Dla wielu pyskowiczan wydłużył się czas spędzany w samochodzie. A to za sprawą zatoru na granicy miasta i Gliwic, który trwa już od kilku tygodni. Utrudnienie spowodowane jest budową nowego przepustu.
Kierowcy są źli. Utyskują na ślimacze tempo prac i z chęcią pogoniliby drogowców. Na przekór oczekiwaniom robota ostatnio jakby całkiem stanęła. Część drogi została rozkopana, budowa niby trwa,  ale pośród barierek i znaków nie widać robotników.
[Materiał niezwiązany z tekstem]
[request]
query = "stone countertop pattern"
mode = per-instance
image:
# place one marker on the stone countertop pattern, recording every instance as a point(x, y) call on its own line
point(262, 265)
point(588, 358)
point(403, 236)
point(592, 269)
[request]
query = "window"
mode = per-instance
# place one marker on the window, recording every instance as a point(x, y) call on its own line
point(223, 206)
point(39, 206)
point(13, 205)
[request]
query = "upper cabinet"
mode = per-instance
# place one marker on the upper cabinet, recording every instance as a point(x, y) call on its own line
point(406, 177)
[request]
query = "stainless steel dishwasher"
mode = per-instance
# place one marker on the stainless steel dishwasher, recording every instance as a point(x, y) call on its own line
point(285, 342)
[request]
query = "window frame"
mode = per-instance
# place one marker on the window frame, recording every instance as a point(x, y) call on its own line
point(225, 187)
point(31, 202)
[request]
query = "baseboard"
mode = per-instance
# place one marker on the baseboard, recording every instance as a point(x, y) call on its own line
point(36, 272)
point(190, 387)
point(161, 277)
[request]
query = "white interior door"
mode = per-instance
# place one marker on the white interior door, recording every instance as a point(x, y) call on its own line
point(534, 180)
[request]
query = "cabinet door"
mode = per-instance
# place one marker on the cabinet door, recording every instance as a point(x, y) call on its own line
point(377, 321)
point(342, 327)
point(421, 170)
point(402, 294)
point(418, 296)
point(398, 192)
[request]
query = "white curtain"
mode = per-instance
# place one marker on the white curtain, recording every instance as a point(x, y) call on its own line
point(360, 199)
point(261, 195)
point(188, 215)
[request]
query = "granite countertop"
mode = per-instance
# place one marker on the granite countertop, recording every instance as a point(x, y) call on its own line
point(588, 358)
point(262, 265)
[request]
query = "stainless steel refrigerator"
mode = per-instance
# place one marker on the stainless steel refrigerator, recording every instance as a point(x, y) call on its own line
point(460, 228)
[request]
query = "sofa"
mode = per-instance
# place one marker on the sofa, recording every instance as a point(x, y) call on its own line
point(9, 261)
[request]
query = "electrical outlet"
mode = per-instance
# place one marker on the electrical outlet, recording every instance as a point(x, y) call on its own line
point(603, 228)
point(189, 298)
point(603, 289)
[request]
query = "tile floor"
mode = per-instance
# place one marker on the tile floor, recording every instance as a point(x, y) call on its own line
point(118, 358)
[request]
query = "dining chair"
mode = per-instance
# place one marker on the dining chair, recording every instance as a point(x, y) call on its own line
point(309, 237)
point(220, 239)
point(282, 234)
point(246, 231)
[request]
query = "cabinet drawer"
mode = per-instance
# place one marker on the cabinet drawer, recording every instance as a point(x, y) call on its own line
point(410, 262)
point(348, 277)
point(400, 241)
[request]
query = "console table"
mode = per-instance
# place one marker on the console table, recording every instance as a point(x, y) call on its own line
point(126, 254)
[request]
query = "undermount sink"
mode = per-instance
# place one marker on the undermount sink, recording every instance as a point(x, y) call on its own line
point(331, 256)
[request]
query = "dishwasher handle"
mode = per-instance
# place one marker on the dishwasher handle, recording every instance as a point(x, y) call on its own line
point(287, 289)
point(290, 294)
Prace w ciągu ulic Toszecka - Jagodowa trwają od drugiej połowy lipca. Jak informuje Zarząd Dróg Miejskich w Gliwicach, nowy przepust należało wykonać, bo stary, pochodzący niemal sprzed wieku, był bardzo zniszczony. Przy okazji przebudowy urządzenia wymieniona zostanie infrastruktura podziemna – odcinek sieci oświetlenia ulicznego oraz wodociągu.

Wraz z rozpoczęciem robót dla mieszkańców Pyskowic nadeszły ciężkie czasy.  Wielu z nich dojeżdża do Gliwic do pracy lub po naukę, a Toszecka jest najkrótszym połączeniem miast. W godzinach porannego i popołudniowego szczytu jest zapychana samochodami. Tymczasem w związku z pracami straciła jeszcze na przepustowości. Drogowcy zajęli pas drogi na odcinku od skrzyżowania z ulicą Nad Łąkami do połączenia z Jagodową, a ruch odbywa się wahadłowo czynną stroną jezdni. Każdego dnia w porach wzmożonego ruchu pod światłami tworzą się gigantyczne  zatory. 
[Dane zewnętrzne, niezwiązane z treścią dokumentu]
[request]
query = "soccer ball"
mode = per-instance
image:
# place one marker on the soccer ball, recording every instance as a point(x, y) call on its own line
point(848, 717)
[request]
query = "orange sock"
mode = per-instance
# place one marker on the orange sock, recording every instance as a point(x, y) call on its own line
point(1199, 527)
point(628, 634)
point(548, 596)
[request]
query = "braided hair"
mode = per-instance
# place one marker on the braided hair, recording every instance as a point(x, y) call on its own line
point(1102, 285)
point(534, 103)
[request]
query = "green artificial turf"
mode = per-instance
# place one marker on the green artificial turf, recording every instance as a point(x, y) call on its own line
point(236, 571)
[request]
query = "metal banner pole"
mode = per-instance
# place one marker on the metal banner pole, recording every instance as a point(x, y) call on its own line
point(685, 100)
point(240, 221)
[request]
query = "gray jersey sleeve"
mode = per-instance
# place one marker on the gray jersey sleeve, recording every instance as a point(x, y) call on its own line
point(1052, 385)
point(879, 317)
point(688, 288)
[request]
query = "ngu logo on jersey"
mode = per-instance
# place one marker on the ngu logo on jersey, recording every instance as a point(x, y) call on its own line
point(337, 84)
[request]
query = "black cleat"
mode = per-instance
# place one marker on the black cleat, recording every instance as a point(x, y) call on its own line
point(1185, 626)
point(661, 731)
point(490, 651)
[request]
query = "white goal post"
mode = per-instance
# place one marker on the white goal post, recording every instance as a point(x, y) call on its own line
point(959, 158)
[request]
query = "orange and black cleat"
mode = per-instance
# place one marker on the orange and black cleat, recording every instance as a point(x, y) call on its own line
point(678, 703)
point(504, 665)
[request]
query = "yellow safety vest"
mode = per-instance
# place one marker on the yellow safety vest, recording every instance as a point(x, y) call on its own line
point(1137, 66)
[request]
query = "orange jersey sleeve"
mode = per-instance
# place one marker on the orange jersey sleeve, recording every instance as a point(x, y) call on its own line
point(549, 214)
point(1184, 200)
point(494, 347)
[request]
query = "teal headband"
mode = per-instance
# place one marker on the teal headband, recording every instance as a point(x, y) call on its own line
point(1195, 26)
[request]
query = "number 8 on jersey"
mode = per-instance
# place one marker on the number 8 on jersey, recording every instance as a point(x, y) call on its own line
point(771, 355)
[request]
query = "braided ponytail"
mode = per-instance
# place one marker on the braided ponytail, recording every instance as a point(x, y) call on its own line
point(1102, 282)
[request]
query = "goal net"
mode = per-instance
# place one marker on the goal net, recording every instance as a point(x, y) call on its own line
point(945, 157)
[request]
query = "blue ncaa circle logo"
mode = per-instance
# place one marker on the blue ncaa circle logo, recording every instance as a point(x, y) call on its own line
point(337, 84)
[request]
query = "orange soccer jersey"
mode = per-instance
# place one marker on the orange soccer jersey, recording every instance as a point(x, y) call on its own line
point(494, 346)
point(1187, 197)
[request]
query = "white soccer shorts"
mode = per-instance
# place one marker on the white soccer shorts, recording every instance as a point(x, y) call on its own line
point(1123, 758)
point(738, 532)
Sytuacja nie tylko utrudnia przejazd, ale stwarza również zagrożenie. - Ciężko włączyć się do ruchu, zwłaszcza w lewoskręt, w stronę Pyskowic, z podporządkowanych ulic Nad Łąkami  i Jagodowej, gdy ma się przed sobą szczelny mur samochodów – albo oczekujących pod czerwonym, albo ruszających z kopyta, żeby pokonać przewężenia zanim zgaśnie zielone – mówi kierowca z Pyskowic. Dwa tygodnie temu w obrębie zbiegu Jagodowej i Toszeckiej doszło do karambolu z udziałem pięciu pojazdów. Tym razem skończyło się tylko na uszkodzeniach  karoserii. Ale innym szczęście może mniej dopisać.   
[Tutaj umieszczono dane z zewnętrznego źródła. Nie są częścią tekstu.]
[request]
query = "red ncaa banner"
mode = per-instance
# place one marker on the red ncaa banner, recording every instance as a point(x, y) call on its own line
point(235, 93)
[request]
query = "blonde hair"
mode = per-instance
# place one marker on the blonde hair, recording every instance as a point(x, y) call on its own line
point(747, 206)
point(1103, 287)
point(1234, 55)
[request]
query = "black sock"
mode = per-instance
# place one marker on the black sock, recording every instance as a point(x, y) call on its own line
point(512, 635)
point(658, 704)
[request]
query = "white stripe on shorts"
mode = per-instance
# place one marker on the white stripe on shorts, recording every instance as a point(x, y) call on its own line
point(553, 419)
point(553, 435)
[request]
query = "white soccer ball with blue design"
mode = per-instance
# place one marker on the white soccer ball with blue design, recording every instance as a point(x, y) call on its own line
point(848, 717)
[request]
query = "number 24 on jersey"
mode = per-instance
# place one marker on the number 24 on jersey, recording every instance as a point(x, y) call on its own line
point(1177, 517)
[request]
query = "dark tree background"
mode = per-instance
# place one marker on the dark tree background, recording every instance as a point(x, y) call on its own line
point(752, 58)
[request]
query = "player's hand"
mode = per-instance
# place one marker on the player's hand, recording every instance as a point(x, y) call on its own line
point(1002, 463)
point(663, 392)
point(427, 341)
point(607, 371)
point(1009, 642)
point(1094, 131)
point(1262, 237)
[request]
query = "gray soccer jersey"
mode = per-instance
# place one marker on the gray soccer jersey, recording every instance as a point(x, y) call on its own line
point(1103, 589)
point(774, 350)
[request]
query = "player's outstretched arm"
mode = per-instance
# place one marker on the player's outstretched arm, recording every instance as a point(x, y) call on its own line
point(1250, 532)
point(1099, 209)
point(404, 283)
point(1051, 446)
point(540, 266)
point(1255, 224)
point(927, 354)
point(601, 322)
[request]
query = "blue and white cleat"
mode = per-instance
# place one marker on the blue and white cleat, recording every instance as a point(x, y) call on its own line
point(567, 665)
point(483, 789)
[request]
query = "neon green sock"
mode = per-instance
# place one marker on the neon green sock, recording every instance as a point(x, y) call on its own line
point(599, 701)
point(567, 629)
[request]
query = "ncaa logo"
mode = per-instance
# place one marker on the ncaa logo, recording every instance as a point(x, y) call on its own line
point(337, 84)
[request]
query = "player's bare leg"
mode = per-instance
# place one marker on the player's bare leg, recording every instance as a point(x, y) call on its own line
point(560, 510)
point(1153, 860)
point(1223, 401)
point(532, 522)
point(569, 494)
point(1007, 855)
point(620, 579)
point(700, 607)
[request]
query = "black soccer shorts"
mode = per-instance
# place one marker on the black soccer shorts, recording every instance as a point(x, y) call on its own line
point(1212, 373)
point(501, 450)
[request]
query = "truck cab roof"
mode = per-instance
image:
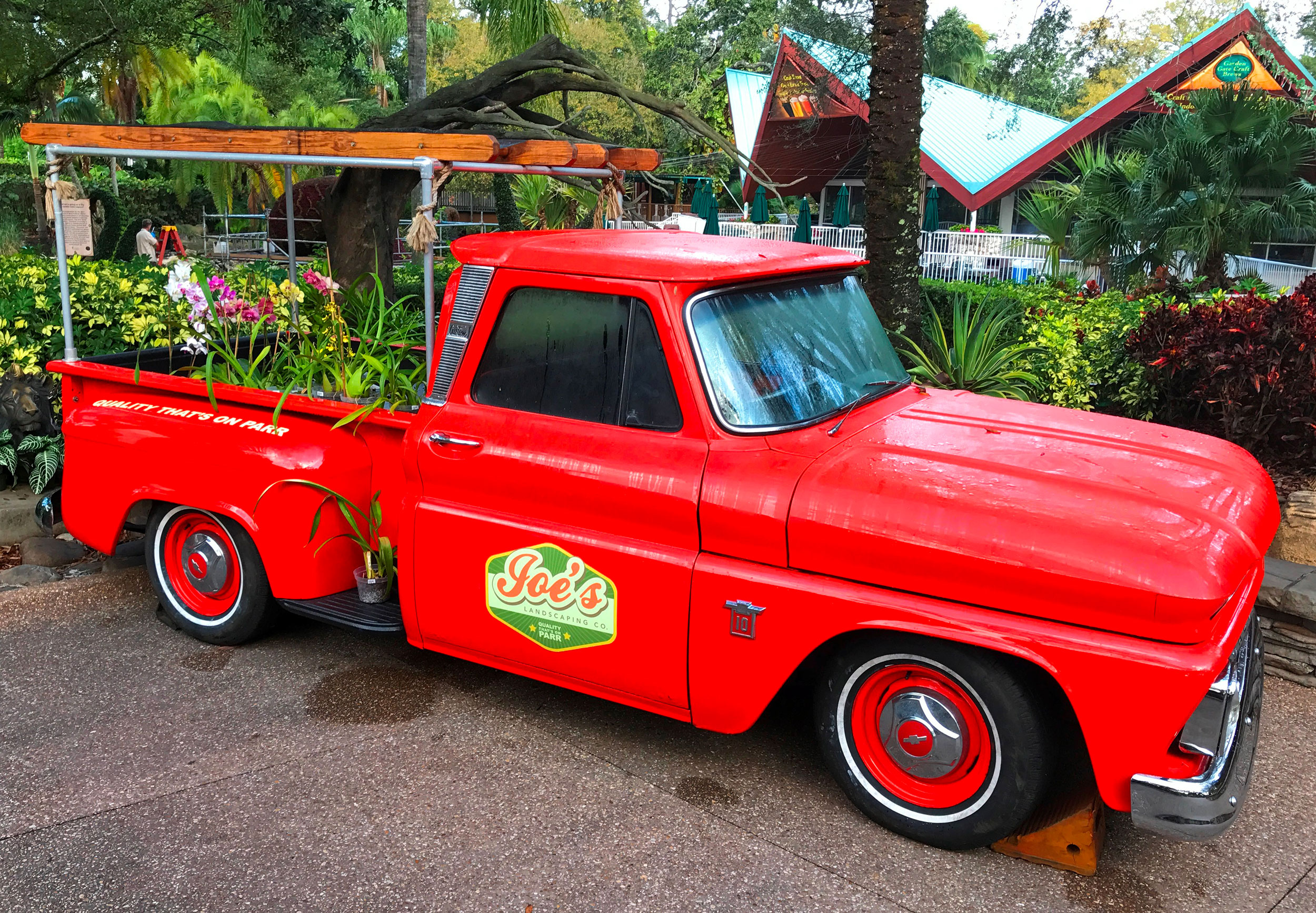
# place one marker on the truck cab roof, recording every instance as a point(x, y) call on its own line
point(646, 254)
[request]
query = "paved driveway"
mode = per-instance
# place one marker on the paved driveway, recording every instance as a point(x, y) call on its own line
point(317, 770)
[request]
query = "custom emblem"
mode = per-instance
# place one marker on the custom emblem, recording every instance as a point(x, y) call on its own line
point(744, 617)
point(552, 598)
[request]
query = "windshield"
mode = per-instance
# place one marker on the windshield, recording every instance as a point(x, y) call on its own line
point(791, 354)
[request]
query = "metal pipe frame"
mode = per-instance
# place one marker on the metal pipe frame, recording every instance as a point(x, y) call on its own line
point(62, 258)
point(331, 161)
point(422, 164)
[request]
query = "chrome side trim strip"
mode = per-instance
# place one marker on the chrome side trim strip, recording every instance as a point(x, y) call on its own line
point(1202, 807)
point(472, 288)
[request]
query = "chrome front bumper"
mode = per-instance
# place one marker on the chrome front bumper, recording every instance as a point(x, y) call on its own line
point(1223, 728)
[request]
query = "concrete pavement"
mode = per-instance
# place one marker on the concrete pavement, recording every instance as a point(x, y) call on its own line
point(320, 770)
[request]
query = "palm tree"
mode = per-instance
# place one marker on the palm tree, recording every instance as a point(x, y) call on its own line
point(417, 36)
point(1201, 183)
point(891, 190)
point(380, 31)
point(512, 27)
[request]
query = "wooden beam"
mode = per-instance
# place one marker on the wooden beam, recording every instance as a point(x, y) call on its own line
point(380, 144)
point(540, 152)
point(366, 144)
point(590, 156)
point(635, 159)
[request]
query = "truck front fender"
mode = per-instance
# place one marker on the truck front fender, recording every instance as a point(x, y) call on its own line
point(1115, 683)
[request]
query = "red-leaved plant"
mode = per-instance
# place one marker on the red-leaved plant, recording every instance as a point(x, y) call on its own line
point(1243, 369)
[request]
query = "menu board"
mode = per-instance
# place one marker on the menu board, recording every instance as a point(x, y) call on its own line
point(77, 227)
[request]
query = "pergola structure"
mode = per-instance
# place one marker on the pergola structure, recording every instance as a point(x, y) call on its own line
point(333, 149)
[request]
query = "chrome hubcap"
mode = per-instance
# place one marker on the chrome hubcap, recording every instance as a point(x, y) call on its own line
point(923, 733)
point(206, 562)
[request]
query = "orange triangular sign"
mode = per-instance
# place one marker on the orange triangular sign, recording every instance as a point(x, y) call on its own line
point(1236, 65)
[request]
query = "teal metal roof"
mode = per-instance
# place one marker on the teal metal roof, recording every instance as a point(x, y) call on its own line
point(977, 137)
point(746, 91)
point(973, 136)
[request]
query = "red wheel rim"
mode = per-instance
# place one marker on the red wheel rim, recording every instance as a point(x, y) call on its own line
point(922, 736)
point(202, 565)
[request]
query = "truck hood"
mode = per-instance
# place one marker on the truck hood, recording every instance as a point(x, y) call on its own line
point(1057, 514)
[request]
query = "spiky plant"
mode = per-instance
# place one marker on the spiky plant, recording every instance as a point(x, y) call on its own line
point(978, 356)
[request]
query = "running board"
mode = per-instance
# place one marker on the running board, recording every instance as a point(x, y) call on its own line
point(346, 611)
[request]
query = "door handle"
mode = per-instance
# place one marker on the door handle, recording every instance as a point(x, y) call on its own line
point(443, 438)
Niestety, nie ma szans, że wąskie gardło zniknie szybko. Wykonawca prac, Przedsiębiorstwo Remontów Ulic i Mostów w Gliwicach, poinformował ZDM o opóźnieniach. Jak tłumaczy, spowolnienie spowodowane jest  m.in. zalaniem placu budowy przez ulewny deszcz oraz kolizją prac z przebiegiem uzbrojenia podziemnego.

Gdy drogowcy próbują zwalić winę na obiektywne trudności, kierowcy widzą co innego. Mówią, że  od początku prace szły jak krew z nosa, a od jakiegoś czasu nie dzieje się nic. Ze swoimi pretensjami trafili do pyskowickiego ratusza, licząc, że urzędnikowi łatwiej będzie się dogadać z urzędnikiem. Jak się dowiedzieliśmy, z magistratu poszedł telefon do ZDM. Czy skarga po urzędniczej linii odniesie skutek i wpłynie na przyspieszenie prac? I czy stracony czas da się  odrobić?

W ZDM - choć wyznaczony na początek października termin zakończenia prac jest tuż, tuż - jeszcze nie potrafiono stwierdzić, na ile jest on zagrożony. „Zatem nie został jeszcze podpisany żaden aneks wskazujący inną datę zakończenia realizacji robót” - informuje ZDM w mailu do redakcji.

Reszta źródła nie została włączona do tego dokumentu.